Toward the future of the conference – knowledge networking by the sea. #NNN13

English: "I hear those voices that will n...

“I hear those voices that will not be drowned” Stainless steel sculpture to celebrate Benjamin Britten by Maggi Hambling. (Photo credit: Wikipedia)

One of the themes of my professional life has been conferences. Organizing, hosting, moderating, attending, and even speaking. As an undergraduate at Cambridge I once penned a guide on how to run them. Last spring I wrote a piece about a series of 9 I had attended within a period of 3 months – each with a separate focus (futureofbiz.org/2012/07/20/decision-making-in-gordon-moores-land/). Moderated one (exhausting; 3 days of it), keynoted several (much more fun), and in a couple of cases simply attended as a guest of the organizer. What interested me, aside from some comparisons of what people do when they conference in C21, was the fact that to my knowledge I am the sole human being who attended more than one of them. One could argue that my interests are pathologically wide-ranging, or (as I did in my little essay) that knowledge ain’t what it was, disciplines are so 20th century, and that the future lies in a fresh architecture of people, expertise, networks, and whatever it is that shall become of the “conference.” One interesting follow up was a discussion last fall with a friend in Paris (inevitably over wine in a sidewalk café) that culminated in her suggestion that I focus my efforts on aiding the 21st century in the reconstruction of the conference idea. To be candid, I would junk three quarters of them and start asking irritating questions about what the rest are really for. The teleology of conferences. Now, that would need another conference.

So imagine my delight when Julia Hobsbawm encouraged me to join in Names Not Numbers, her celebrated gathering of the smart and the networked which, by all reports, was as unconferency as one can get while still having a program and panels and chairs. Rather less than 200 individuals, nearly all UK-based (though with a smattering of London Americans, a fascinating hybrid), foregathered in Aldeburgh – the erstwhile Port Meirion having been abandoned for another coast with a little more accessibility. We were invited to assemble in London much too early on a Sunday morning, board state-of-the-art char-a-bancs, and in my case be reminded of Scout camp – though, perish the thought, on that early Sunday morning circa 1964 we headed off in the open back of a removal van. Simpler days.

The point of the title is to underline the centrality of individuality in an age when mass communications has been subsumed by the digital revolution – and individuality, privacy, authentic connectedness, are all under threat.

What the NNN team understand well is that every human gathering must be understood as a whole. Social events and opportunities for casual conversation are as significant as bread-and-butter content presentations. To the extent that they form a seamless dress, a knowledge exercise is engaged of an altogether more sophisticated – and human – quality than the standard conference panel sandwich. There are various necessary conditions to achieving, as it were, a personal/informational critical mass, one of which is corralling everyone at the beginning and hanging onto them until the end. A subset is to persuade, bribe, or simply geographically incommode the most luminous presenters into hanging around with the great unwashed instead of just appearing in performance and then scurrying back to their dens. In the United States this is one major benefit to hosting such events in Aspen, which is so difficult to get into and out of that, having made the effort, even Great Ones tend to stay around for a day or two. Which worked pretty well, judging by the well-known names of some of the bods who bumped around on my bus back to London.

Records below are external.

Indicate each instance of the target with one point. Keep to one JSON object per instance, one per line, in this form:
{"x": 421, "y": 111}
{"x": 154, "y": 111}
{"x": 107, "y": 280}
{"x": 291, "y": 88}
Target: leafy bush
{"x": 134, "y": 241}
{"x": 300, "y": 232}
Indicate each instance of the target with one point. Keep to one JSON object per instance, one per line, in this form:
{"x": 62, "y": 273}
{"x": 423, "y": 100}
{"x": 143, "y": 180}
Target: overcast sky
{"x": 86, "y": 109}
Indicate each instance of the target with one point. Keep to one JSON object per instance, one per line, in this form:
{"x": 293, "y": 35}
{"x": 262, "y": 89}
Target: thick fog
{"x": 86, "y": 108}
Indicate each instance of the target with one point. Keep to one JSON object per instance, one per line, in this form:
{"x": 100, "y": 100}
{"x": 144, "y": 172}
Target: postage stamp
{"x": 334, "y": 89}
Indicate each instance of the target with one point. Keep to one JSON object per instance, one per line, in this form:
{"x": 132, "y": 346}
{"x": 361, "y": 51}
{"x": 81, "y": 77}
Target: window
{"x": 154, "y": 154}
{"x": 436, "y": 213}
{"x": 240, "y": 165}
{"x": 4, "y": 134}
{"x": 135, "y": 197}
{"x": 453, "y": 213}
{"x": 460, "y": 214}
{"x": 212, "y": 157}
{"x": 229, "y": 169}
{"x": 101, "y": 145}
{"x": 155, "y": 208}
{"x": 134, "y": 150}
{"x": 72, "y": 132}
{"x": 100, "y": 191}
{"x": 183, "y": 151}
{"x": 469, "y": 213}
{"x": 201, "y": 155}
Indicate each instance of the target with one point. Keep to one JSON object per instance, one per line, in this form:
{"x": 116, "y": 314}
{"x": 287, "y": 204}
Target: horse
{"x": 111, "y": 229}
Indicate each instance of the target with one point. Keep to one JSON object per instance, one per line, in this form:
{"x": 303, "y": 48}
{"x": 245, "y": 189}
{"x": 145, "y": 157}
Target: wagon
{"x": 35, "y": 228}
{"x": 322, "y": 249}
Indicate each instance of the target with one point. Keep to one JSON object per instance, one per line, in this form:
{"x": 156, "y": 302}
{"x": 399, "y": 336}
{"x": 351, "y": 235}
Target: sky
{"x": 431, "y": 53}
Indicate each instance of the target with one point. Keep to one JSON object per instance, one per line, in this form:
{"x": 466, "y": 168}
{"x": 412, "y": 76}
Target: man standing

Some personal high-points, to make readers jealous: Maggi Hambling talking about all manner of things including her Scallop (the astonishing Benjamin Britten memorial, which I had never before seen in the sun); Simon Schama previewing his 5-part series on the Jews in the World (you have to see him up close and personal to get the full effect); film-maker Molly Dineen showing out-takes from her famous portrait of Tony Blair (he actually interviews her); and – to me the jewel in the crown – a panel on brain science that squeezed playwright Lucy Prebble between two of our top neuroscientists, and let David Aaronovitch of The Times loose in the interviewer’s chair.

A healthy dose of intentional community in which there was not so far as I could tell one dull person, and in which there were many who sparkled. And the sparkling continues through that magical connector of humans that we call social media.